As early as 1997 Donna Donovan noticed abnormalities in Brittany’s development.  It turned out that Brittany suffered from Fragile X syndrome (which is a pretty severe problem).   This was established in 1997.   By 1998 Donna Donovan knew that she was not a carrier of Fragile X syndrome.    In May of of the same year she learned that the anonymous sperm donor was a Fragile X carrier.   

Donna Donovan brought suit in 2008.   (Again, for procedure buffs–diversity jurisdiction gets the case in federal court and substantive NY law applies.)   She raised claims on her own behalf and on behalf of her daughter, Brittany.   While both claims ultimately failed, they fail for different reasons.  

The mother’s claim fails because she waited too long to pursue it.   The longest potentially applicable statute of limitations was four years and clearly more than four years had passed since Donna Donovan should have known of the potential for litigation.   

This does not affect Brittany’s claim, because Brittany is still a child.  (She must be around fourteen.)   Brittany’s claim fails because, in the view of the court, it amounts to a claim for wrongful life.   The idea here is that a child who would not otherwise exist cannot sue saying she would have been better off not being born.   

Here’s the summary of New York law provided by the Third Circuit:  

Guided by the principle that “[w]hether it is better never to have been born at all than to have been born with even gross deficiencies is a mystery more properly to be left to the philosophers and the theologians,”   New York courts have held that “a cause of action may not be maintained on behalf of an infant plaintiff based on a claim of wrongful life . . . ,”   Wrongful life cases pose particularly thorny problems in the damages context: “Simply put, a cause of action brought on behalf of an infant seeking recovery for wrongful life demands a calculation of damages dependant upon a comparison between the Hobson’s choice of life in an impaired state and nonexistence. This comparison the law is not equipped to make.” (citations omitted.)   

 

The Third Circuit reasons that the claim for liability based on the quality of the sperm used in conception is analytically undistinguishable from other wrongful life claims.  Hence, New York law would not permit such a claim.   There is, in the words of the court, no cognizable injury.   

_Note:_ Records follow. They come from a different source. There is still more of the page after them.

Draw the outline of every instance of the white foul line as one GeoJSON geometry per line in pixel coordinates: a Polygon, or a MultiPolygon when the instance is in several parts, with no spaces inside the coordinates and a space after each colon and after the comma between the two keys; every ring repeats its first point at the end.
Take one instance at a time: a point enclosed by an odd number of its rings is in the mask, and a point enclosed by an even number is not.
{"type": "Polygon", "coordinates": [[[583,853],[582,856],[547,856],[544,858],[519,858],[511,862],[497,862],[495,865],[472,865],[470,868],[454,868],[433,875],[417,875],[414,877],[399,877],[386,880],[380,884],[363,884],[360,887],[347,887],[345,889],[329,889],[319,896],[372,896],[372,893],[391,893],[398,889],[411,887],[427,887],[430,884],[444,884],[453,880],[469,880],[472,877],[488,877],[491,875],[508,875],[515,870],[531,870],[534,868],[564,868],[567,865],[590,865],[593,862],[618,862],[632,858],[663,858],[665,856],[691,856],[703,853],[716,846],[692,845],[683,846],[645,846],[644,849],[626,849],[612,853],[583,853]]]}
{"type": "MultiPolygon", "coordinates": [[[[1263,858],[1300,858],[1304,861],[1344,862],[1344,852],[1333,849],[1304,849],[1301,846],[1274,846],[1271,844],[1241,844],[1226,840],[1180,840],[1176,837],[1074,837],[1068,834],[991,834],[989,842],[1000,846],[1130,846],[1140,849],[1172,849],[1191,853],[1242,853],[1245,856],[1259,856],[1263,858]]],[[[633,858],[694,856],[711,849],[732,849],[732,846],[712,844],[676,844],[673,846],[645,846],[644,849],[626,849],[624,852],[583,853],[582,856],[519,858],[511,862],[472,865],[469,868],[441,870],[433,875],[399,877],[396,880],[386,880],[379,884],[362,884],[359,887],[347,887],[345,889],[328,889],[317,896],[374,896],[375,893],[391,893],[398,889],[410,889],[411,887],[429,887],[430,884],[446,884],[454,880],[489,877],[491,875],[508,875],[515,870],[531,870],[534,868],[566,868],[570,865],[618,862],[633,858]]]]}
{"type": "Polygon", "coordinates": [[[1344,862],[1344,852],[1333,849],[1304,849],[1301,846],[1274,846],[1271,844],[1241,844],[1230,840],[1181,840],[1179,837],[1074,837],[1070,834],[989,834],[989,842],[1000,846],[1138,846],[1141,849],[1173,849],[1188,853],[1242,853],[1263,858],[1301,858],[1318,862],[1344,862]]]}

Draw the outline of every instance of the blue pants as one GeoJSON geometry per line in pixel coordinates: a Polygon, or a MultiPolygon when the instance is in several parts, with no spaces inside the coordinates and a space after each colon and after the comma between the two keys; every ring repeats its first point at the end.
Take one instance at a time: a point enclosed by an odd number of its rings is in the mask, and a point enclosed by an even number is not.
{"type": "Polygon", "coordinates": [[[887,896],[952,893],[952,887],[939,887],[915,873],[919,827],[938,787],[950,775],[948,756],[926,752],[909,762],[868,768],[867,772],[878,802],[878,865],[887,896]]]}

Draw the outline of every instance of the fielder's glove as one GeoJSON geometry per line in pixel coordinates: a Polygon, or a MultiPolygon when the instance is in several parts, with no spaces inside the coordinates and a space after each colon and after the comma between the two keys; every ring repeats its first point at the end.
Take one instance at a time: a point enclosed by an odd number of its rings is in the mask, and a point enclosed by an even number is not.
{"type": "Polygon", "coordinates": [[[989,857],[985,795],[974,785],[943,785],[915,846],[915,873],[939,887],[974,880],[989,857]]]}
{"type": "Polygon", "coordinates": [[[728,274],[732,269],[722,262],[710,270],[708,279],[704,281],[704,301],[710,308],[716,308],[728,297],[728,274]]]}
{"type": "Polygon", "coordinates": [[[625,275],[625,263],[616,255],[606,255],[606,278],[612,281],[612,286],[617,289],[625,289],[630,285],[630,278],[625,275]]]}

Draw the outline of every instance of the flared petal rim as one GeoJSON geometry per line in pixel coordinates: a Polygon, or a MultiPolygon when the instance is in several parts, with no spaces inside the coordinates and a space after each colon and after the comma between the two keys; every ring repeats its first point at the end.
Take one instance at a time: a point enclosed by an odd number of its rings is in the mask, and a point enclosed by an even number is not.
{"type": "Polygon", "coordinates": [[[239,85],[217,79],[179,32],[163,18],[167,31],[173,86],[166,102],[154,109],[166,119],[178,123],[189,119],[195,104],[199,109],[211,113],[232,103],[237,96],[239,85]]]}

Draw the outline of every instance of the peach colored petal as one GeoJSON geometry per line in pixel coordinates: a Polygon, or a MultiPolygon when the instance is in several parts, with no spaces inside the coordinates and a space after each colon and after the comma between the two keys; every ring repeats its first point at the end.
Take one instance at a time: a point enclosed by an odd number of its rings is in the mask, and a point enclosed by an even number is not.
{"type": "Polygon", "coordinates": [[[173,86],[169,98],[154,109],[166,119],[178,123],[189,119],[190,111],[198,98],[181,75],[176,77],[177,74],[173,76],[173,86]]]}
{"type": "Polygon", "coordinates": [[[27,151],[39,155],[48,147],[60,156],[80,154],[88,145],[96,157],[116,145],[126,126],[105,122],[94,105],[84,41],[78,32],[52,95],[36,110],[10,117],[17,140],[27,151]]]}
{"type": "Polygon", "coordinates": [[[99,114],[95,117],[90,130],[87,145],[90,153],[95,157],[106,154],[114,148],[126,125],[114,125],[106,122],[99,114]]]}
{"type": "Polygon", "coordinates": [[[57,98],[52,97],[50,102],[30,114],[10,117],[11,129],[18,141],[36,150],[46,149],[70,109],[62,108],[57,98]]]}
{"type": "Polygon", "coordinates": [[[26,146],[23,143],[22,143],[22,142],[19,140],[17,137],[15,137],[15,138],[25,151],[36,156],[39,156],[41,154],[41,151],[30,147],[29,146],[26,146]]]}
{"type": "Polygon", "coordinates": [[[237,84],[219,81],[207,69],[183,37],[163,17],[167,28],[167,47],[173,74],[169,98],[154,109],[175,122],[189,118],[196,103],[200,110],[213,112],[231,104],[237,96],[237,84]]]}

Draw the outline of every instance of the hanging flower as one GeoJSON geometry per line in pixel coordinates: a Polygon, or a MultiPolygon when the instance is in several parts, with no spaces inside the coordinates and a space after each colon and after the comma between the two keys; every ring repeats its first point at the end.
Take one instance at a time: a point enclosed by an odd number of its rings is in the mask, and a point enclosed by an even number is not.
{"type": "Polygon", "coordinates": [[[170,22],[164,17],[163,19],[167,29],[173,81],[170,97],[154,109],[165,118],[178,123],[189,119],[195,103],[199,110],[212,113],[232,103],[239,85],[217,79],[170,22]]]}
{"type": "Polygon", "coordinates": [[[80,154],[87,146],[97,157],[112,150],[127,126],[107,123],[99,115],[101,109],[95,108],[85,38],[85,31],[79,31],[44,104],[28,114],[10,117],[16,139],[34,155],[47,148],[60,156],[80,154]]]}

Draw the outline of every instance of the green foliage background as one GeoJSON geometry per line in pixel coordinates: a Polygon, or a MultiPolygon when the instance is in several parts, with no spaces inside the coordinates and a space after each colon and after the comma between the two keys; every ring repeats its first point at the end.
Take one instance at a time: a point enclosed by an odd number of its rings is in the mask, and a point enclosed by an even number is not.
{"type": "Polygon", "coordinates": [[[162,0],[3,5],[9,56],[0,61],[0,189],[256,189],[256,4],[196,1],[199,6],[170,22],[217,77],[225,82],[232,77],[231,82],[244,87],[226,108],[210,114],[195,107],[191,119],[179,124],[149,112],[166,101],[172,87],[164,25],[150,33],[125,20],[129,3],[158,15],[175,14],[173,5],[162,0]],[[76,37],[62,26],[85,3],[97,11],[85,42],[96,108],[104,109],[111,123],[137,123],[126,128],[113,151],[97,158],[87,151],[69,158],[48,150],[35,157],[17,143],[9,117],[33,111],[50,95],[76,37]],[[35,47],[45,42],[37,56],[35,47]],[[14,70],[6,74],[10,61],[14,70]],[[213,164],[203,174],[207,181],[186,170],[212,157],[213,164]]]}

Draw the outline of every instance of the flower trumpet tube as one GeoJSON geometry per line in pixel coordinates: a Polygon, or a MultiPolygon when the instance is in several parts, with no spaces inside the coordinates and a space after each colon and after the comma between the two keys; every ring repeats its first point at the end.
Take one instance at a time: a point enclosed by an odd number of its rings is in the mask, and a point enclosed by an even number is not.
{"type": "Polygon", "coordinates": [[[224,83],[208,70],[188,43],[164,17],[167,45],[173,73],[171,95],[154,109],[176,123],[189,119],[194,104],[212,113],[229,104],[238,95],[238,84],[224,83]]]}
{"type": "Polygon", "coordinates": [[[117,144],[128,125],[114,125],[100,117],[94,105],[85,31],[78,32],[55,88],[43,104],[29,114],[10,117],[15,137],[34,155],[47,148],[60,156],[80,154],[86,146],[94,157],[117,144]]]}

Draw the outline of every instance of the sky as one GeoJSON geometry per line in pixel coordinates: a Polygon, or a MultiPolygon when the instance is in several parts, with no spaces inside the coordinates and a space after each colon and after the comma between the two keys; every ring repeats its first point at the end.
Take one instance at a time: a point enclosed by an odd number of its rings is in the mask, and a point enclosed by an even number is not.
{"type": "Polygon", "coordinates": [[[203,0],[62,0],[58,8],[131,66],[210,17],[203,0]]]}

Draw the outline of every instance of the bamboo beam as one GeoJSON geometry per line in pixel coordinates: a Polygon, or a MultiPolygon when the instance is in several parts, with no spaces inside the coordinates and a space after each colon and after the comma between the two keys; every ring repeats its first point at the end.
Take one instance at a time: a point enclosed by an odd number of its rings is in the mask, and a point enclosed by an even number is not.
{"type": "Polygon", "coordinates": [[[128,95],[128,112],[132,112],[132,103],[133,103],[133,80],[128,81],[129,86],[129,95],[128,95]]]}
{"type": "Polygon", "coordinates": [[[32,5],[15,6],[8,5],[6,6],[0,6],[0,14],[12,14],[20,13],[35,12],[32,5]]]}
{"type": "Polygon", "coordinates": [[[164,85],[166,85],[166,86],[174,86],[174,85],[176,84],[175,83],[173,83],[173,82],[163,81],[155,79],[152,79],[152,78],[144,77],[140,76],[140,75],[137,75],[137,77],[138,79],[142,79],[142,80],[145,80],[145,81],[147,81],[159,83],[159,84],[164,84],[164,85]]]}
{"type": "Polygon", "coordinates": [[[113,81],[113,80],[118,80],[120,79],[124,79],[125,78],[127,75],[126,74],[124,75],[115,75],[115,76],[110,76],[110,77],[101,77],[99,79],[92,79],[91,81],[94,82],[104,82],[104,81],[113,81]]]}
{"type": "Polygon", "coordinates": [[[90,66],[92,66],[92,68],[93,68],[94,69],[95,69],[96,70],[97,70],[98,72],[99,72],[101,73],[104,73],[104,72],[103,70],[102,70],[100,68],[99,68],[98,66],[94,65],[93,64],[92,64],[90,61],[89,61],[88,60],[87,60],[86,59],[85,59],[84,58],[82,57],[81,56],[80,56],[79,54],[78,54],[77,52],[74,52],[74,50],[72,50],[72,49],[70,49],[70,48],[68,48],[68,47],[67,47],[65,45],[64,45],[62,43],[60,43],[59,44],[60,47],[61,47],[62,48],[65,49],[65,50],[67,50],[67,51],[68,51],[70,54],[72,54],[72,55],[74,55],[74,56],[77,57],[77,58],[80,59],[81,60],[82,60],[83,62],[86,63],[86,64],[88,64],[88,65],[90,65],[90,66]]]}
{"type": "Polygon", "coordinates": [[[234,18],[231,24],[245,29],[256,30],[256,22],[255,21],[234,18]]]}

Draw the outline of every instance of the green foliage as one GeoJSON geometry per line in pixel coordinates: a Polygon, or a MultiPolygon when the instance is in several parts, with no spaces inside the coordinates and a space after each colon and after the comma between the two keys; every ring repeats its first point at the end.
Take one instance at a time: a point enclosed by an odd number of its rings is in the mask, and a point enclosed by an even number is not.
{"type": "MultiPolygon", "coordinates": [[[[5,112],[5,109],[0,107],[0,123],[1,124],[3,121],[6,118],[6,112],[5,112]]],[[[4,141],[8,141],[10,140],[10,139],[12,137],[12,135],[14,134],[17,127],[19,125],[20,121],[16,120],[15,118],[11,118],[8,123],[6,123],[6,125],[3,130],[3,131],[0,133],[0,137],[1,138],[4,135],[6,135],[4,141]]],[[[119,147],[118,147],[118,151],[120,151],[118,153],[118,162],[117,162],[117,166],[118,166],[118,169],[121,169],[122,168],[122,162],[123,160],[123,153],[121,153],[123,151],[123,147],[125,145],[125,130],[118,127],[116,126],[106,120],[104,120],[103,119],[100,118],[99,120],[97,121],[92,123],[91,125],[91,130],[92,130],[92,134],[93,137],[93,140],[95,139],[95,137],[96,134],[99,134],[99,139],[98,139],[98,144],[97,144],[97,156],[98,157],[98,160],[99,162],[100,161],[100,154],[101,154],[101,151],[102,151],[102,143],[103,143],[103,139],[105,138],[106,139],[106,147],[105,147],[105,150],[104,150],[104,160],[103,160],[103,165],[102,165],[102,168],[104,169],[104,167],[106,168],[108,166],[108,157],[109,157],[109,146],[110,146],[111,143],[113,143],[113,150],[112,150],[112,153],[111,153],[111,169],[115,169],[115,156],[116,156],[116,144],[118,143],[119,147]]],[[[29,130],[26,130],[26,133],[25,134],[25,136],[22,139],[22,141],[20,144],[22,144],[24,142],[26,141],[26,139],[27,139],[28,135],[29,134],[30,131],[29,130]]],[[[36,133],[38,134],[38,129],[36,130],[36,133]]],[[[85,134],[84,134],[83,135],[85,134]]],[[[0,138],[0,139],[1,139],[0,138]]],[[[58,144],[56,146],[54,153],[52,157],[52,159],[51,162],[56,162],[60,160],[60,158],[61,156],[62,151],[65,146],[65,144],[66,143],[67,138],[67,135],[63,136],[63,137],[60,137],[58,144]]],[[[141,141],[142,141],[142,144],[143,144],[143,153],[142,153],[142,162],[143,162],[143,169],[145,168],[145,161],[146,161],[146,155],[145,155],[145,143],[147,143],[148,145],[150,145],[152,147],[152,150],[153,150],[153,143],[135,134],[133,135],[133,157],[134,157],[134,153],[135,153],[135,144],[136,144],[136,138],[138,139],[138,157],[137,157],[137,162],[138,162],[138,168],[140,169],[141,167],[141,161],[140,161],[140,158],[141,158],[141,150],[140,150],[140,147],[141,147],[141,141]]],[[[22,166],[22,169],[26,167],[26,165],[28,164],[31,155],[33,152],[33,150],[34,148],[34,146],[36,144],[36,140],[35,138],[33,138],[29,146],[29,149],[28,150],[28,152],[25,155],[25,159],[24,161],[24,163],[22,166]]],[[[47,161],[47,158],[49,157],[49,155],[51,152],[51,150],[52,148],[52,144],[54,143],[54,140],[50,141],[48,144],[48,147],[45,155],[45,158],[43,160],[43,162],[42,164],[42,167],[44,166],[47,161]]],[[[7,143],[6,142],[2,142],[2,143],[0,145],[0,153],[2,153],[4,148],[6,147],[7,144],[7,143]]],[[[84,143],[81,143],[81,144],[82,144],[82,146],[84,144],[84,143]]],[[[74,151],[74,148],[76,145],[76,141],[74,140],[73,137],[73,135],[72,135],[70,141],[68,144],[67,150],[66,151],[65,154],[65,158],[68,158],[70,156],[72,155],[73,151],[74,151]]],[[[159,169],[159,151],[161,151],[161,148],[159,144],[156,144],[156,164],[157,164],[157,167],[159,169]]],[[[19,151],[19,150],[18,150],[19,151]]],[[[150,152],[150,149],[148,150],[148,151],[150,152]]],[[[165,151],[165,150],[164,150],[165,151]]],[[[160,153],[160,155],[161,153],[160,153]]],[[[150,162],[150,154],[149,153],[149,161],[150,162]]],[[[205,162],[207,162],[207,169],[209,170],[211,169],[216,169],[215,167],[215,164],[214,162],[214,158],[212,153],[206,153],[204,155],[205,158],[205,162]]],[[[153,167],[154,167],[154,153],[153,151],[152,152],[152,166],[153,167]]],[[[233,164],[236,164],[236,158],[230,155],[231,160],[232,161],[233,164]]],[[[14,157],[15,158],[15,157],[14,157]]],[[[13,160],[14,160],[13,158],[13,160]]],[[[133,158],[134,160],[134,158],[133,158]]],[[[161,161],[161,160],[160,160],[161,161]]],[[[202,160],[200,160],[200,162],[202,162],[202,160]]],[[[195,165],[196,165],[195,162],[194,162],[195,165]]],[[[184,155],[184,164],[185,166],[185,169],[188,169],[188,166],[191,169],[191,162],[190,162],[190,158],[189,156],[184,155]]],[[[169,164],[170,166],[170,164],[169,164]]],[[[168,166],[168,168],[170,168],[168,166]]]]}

I’m fairly sure this result will not sit well with some people.   In defense of the opinion, I would offer two observations.  

First, I think the court is correct that it is impossible to assess damages where the measure of damages is the difference between no life at all and a life that is impaired.    This is not the same as measuring damages as the difference between an unimpaired life and an impaired life.   That’s hard, but it can be done.   

There was some discussion here a while back about whether children of anonymous donors would have been better off not being born at all.   While it might be reasonable to discuss this as a moral question, I suppose,  it isn’t possible to quantify the harm done (if there is harm done).   That’s really what the court is saying.   

Second, it’s critical to note that a person in the position of the mother here might well have a claim if she brings it promptly.  

There are policy reasons behind having a statute of limitations (SOL), but when you see it work as it does here, it’s a harsh doctrine.   In any given case where the SOL  is enforced it seems like you could make an exception just this once.    But the doctrine really only works if it is strictly enforced and so the courts generally do that.  

The question of whether the court is right to enforce it here is really not that interesting to me.   Far more important is the court’s holding–the mother’s claim fails because of untimeliness, not because it lacks merits.   The merits question will have to wait until another case.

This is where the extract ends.